RBI vide notification RBI/2016-2017/156 FMOD.MAOG No. 117/01.01.001/2016-17 dated November 25, 2016 has decided that the Oil Bonds issued by GOI will qualify as eligible securities for Repos, Reverse Repos and MSF, on E-Kuber system.

In terms of RBI notification no. RBI/2016-17/49 FMRD.DIRD.6/14.03.002/2016- 17 dated August 25, 2016, repo transactions are now allowed between the permitted entities, namely, (a) SGL A/c holders; (b) A SGL A/c holder and its own gilt account holder (GAH); (c) A SGL A/c holder and a GAH under another custodian; (d) GAHs under the same custodian; and (e) GAHs under two different custodians, subject to the conditions as specified in the said notification.

Short Sale

Short Sales is defined as sale of securities which one does not own, i.e., selling of a security without possessing stock of such securities. A bank can also undertake ‘notional short sale’ wherein it can sell a security short from HFT even though the stock of said security is held under HFT / AFS / HTM category. Thus, short sales include actual as well as ‘notional’ short sale. A short sale can be undertaken by the bank subject to certain conditions as stipulated by RBI and within specified limits. Securities which are sold short are invariably required to be delivered on the settlement. A bank may meet the delivery obligation for a security sold short, by utilising the securities acquired under ‘reverse repo’ mechanism (except under RBI’s Liquidity Adjustment.
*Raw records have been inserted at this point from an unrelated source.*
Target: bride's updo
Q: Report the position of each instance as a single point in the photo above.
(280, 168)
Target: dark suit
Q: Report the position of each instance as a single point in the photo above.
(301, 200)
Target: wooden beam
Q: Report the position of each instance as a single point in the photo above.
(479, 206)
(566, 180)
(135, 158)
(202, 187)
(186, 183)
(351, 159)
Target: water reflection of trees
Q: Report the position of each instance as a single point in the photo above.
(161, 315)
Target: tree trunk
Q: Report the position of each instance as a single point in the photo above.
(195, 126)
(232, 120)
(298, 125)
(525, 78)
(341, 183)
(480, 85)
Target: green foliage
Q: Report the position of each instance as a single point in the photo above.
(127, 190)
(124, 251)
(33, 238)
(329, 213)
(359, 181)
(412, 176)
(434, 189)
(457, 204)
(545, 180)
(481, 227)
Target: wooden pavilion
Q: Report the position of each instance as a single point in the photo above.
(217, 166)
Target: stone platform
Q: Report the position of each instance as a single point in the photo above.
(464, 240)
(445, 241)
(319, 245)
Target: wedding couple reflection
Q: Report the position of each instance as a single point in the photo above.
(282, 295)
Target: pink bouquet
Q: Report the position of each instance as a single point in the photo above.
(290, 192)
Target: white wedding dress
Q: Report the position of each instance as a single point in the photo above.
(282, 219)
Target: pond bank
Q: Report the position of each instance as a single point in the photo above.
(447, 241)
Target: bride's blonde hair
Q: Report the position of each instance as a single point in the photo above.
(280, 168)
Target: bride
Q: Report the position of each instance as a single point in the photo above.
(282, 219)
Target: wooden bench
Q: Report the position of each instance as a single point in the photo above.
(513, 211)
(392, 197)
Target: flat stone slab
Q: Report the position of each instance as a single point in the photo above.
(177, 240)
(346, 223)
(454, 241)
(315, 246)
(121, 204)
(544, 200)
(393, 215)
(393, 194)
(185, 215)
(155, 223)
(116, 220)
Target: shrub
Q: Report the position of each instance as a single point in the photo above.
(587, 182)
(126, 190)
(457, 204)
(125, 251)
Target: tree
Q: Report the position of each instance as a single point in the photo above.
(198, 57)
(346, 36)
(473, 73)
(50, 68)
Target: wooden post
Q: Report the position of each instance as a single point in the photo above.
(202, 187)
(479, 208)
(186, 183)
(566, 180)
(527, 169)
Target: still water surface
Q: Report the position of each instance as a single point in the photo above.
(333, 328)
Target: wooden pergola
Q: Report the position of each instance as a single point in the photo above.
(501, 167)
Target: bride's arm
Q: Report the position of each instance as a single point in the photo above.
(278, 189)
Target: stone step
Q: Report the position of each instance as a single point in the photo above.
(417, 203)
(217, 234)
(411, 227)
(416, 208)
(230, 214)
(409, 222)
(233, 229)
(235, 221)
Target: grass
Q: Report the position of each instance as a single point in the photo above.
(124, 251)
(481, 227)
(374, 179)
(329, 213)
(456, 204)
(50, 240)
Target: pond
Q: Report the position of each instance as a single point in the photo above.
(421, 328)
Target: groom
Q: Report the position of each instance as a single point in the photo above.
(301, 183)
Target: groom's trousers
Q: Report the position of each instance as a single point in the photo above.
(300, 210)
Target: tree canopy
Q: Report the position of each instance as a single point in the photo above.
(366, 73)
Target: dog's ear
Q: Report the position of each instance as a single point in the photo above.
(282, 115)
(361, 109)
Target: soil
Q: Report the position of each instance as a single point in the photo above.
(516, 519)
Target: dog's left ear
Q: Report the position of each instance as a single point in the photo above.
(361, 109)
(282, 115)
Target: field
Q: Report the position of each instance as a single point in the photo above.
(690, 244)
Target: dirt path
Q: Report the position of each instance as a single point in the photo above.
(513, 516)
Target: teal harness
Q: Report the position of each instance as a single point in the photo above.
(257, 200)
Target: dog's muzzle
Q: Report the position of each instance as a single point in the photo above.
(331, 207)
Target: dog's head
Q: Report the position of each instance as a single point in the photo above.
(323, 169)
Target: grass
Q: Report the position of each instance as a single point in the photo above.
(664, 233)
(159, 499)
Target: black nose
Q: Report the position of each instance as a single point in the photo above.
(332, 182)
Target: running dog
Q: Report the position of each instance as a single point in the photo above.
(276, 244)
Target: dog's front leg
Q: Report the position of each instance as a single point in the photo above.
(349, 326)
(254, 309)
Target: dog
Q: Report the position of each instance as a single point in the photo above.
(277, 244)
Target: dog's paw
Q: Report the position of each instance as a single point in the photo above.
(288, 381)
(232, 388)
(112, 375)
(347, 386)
Facility). Even though reverse repos can be rolled over, short sale position needs to be covered within a maximum period of three months including day of trade.

STRIPS

STRIP is the acronym for “Separate Trading of Registered Interest and Principal Securities”. Stripping is the process of separating a standard coupon-bearing bond into its individual coupon and principal components. For example, a 5 year coupon bearing bond can be stripped into 10 coupons and one principal instrument, all of which henceforth would become zero coupon bonds.

When Issued Securities

When, as and if issued’ (commonly known as ‘when-issued’ (WI)) security refers to a security that has been authorized for issuance but not yet actually issued. ‘WI’ trading takes place between the time a new issue is announced and the time it is actually issued. All ‘when issued’ transactions are on an ‘if’ basis, to be settled if and when the actual security is issued. The NDS-OM members have been permitted to transact on ‘When Issued’ basis in Central Government dated securities, subject to the guidelines of RBI.
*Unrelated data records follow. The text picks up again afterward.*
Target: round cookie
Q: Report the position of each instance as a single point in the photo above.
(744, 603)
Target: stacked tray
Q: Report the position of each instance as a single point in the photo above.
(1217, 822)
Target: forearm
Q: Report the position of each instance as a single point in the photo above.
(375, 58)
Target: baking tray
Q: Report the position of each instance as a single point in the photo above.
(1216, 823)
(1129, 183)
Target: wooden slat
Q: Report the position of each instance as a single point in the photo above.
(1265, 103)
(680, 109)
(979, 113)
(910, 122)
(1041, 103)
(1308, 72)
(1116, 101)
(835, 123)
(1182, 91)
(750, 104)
Certificate of Deposit (CD)

It is a negotiable money market instrument and issued in dematerialized form or as a Usance Promissory Note against funds deposit at a bank or eligible Financial Institution for a specified time period. CDs can be issued by a bank with a maturity period which is not less than 7 days and not more than one year, from the date of issue and should have a minimum deposit size from a single subscriber not less than Rs. 1 lakh. CDs may be issued at a discount to face value or at a fixed / floating coupon rate.
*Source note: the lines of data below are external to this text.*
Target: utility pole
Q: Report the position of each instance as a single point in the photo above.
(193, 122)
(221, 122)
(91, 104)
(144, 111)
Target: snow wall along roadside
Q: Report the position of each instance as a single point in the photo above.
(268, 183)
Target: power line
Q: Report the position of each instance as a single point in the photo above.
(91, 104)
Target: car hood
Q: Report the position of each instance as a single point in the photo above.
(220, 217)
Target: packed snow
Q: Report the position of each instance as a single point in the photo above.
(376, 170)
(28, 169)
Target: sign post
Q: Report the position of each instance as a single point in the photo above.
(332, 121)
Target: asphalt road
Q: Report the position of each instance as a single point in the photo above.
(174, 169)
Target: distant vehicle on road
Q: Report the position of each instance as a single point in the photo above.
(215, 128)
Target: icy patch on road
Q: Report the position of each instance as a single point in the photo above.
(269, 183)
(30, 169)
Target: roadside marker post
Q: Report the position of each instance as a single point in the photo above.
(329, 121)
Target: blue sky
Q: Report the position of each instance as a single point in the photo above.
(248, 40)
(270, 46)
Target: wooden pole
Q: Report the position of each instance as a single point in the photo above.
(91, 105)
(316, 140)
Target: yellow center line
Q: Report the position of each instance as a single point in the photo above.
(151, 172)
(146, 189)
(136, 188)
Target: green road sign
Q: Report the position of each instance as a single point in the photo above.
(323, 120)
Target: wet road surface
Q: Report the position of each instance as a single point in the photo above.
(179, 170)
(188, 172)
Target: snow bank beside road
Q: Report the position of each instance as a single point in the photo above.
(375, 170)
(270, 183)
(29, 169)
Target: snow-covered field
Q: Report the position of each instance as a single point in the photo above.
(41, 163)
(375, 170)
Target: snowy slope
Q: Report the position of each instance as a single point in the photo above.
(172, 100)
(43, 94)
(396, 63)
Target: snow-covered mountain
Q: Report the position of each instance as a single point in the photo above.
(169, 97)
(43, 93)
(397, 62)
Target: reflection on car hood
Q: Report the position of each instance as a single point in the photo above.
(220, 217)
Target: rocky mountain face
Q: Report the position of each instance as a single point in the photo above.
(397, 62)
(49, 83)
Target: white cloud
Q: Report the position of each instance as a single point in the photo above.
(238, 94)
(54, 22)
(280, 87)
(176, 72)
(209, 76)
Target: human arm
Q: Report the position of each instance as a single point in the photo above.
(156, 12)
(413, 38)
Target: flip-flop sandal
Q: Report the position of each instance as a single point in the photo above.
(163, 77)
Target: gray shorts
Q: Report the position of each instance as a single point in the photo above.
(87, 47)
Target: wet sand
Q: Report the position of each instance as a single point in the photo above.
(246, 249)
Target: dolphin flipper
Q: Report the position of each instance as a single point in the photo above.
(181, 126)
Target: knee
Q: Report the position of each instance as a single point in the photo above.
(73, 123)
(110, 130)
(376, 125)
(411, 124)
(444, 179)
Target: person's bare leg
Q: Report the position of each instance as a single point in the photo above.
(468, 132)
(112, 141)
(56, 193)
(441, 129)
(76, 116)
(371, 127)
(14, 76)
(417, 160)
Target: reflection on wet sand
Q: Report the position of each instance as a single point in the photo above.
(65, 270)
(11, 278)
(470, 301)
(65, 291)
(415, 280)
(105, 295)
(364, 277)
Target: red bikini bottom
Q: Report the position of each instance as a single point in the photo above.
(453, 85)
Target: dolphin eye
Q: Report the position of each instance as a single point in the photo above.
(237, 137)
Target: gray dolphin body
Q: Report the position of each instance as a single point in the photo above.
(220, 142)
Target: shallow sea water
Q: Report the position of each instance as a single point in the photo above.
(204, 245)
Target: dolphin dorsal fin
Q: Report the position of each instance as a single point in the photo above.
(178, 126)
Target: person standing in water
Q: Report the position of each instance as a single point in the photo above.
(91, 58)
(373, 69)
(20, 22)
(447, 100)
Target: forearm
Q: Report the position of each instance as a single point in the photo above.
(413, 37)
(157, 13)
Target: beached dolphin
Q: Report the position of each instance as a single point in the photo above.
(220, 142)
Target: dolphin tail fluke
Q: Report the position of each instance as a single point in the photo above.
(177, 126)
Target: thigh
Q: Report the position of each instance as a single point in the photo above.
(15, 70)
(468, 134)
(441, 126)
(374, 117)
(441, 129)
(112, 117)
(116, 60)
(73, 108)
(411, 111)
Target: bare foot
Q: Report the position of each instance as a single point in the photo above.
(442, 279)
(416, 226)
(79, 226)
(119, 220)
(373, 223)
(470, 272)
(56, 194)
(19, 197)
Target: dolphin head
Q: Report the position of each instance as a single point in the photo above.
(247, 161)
Banks have to maintain appropriate reserve requirements, i.e., CRR and SLR, on the issue price of the CDs. There is no lock-in period for the CDs. Though, NRIs may also subscribe to CDs (but only on non-repatriable basis), such CDs cannot be endorsed to another NRI in the secondary market. Banks/FIs may account the issue price under the Head “CDs issued” and show it under deposits. Accounting entries towards discount will be made as in the case of “Cash Certificates”. Commercial Paper (CP)

It is an unsecured money market instrument issued in the form of a promissory note by Corporates, PDs, FIs subject to compliance with the case of “Cash Certificates”

Commercial Paper (CP)

It is an unsecured money market instrument issued in the form of a promissory note by Corporates, PDs, FIs subject to compliance with the guidelines issued by RBI. The tenure of CP should not be less than 7 days and not more than one year, from the date of issue.

Options (Call/Put) are not permitted on CP. Also, underwriting or coacceptance to the issue of CP is not allowed. The minimum credit rating shall be ‘A3’ as per rating symbol and definition prescribed by SEBI, which should be ensured by the issuers.